At least one state lawmaker is preparing to help usher hemp into Montana’s agricultural economy. State senator-elect Tom Jacobson, a Great Falls Democrat, plans to introduce a couple of hemp-related bills to the Legislature when it convenes next month. One is essentially a post-farm bill mop-up proposal to eliminate a now-obsolete state law requiring fingerprinting of Montana hemp farmers. Another proposal would add hemp to a property tax exemption already available to pulse crop producers. Jacobson says,
“We want to see more processing and opportunities and job creation in our communities. So, from my perspective, it’s a very bipartisan initiative," Jacobson says.
No one who spoke with Montana Public Radio for this story seems worried about Canadian hemp flooding the burgeoning U.S. market. Canadian producers grew over 41,000 acres of hemp this year. The country is also actively expanding its processing facilities.
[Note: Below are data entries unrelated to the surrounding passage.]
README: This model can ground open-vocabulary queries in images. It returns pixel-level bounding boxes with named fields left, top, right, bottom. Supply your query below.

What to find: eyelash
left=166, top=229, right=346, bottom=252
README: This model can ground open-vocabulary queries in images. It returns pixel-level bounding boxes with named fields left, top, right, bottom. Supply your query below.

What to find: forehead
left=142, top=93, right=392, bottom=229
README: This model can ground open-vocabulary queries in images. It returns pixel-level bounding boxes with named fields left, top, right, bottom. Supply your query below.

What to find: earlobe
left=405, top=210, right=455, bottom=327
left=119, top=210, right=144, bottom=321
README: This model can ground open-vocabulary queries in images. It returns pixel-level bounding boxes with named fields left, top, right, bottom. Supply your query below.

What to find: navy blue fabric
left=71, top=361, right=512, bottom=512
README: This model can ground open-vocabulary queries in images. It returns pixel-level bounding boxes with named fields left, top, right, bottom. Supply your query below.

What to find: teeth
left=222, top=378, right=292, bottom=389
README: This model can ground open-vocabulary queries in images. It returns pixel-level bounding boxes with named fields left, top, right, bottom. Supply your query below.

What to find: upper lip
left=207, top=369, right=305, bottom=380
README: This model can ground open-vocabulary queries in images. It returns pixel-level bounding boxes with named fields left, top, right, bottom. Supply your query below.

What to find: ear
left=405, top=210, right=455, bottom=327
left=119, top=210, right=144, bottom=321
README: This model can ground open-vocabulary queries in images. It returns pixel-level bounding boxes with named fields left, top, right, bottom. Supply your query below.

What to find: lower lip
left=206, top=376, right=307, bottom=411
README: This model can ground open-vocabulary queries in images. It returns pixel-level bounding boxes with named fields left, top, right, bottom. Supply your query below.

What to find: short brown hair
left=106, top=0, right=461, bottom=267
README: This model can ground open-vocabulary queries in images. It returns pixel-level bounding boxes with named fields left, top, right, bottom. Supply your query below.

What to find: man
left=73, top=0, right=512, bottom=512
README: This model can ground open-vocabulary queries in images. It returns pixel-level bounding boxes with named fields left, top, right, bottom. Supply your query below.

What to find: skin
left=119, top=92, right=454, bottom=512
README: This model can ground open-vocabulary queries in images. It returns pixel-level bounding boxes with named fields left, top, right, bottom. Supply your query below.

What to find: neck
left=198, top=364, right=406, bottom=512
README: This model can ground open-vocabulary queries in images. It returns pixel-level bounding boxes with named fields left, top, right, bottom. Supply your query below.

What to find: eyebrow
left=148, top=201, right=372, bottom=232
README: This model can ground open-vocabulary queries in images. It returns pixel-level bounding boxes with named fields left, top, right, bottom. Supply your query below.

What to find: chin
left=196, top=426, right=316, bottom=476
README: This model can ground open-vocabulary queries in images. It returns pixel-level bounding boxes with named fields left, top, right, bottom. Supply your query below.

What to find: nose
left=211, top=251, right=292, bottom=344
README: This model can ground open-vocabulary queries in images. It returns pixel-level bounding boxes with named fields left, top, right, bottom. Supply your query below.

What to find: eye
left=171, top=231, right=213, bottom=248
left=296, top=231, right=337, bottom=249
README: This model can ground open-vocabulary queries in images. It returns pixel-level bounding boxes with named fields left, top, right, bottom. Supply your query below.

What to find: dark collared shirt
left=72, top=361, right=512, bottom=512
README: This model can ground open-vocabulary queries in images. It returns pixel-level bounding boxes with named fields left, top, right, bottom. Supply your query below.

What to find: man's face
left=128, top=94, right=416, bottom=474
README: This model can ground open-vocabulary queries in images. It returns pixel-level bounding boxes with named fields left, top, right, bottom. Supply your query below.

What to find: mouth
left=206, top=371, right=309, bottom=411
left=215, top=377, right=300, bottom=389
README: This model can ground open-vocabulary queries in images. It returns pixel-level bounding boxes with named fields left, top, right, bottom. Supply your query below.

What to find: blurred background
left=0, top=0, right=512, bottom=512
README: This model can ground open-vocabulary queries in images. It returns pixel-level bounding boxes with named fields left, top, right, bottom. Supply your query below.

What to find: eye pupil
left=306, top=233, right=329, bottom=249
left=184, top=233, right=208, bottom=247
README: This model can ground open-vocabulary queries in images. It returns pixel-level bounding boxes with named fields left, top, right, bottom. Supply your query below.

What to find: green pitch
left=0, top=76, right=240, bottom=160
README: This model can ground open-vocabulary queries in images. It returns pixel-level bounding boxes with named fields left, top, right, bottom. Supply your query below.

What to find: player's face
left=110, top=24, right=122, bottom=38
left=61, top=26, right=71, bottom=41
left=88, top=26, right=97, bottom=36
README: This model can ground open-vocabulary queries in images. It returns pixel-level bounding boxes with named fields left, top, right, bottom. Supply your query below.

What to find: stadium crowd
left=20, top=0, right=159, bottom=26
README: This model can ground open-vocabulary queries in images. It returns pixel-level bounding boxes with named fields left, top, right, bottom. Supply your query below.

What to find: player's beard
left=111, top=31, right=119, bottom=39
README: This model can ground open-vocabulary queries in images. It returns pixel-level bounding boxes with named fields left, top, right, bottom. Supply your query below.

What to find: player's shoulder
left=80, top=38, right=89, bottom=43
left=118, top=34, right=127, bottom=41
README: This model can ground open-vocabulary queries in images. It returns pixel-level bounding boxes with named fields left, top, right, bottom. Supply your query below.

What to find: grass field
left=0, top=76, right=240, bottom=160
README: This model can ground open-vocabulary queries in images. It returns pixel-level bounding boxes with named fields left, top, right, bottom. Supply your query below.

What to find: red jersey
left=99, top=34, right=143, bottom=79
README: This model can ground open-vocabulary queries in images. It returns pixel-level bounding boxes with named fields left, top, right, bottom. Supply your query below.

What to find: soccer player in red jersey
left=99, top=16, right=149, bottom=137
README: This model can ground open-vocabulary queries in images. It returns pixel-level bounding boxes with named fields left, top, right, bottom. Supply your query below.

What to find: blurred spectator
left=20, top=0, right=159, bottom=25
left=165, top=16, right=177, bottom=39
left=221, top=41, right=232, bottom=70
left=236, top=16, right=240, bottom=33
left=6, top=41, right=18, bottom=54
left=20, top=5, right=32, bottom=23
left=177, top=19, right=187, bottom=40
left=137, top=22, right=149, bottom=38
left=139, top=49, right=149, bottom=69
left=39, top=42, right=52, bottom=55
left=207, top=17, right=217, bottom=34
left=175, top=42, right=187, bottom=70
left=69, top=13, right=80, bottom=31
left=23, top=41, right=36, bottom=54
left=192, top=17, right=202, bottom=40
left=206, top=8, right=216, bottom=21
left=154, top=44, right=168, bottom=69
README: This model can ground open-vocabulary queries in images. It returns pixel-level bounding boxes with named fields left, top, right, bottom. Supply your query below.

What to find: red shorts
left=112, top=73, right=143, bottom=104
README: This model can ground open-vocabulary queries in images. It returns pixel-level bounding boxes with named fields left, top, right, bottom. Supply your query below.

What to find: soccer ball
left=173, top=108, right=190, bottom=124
Jeff Brennan is an independent ag consultant from Joliet, Montana.
“No matter how you slice the pie, we’re in competition with each other," Brennan says. But at the same token, I find that after spending a full year in Canada working with producers up there, their interest is working with us, and it's just like us working with them. Yeah, there’s going to be some competition, but that’s not a bad thing because we can work together and figure out that market even better."
Again, the farm bill’s hemp provision represents the first major piece of federal cannabis legislation since 1970. Moving forward there are lots of uncertainties surrounding hemp in Montana, but the Hemp Holding Company’s John Porterfield sees enormous economic potential.
“Any new commodity has always got an extra hype factor. I try to take that with a grain of salt. Break it down, cut those numbers in half, and maybe cut those numbers in half again," Porterfield says. "But it’s still a really significant number. It's hundreds of millions of dollars that will start to flow into Montana's hemp industry.”